Customs brokers find some recognition after navigating a year of turbulent U.S. policy.

- BY MATT SEDENSKY

After half a century immersed in the world of trade, Amy Magnus thought she had seen it all as a customs broker, navigating mountains of regulations and logistical hurdles to import everything, including lumber, bananas, circus animals and Egyptian mummies.

Then came 2025.

Tariffs were imposed in ways she’d never seen. New rules left her wondering what they really meant. Federal workers, always a reliable backstop, grew more elusive.
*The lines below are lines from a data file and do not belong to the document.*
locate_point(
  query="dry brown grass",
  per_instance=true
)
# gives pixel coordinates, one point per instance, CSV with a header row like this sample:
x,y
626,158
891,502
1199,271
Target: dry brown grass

“Twenty twenty-five has changed the trade system,” Magnus says. “It wasn’t perfect before, but it was a functioning system. Now, it is a lot more chaotic and troubling.”

Once cogs in the international trade machine, customs brokers are getting a rare spotlight as President Trump reinvents America’s commercial ties with the world. If this breathless year of tariffs amounts to a trade war, customs brokers are its front lines.

Few Americans have been exposed as exhaustively to every fluctuation of trade policy as the customs broker. They were there in the opening days of Trump's second term, when tariffs were announced on Canada and Mexico, and two days later, when those same levies were paused. They were there through every rule on imports of steel and seafood, on cars and copper, on polysilicon and pharmaceuticals, and on and on.

For every tariff, for every carve-out, for every order, brokers have been left to translate policy into reality, line by line and code by code, in a year when it seemed every week brought change.

“We were used to decades of a certain way of processing, and from January to now, that universe has been turned kind of upside-down on us,” says Al Raffa, a customs broker in Elizabeth, N.J., who helps shepherd container loads of cargo into the U.S. packed to the brim with rounds of brie, boxes of chocolate and other goods.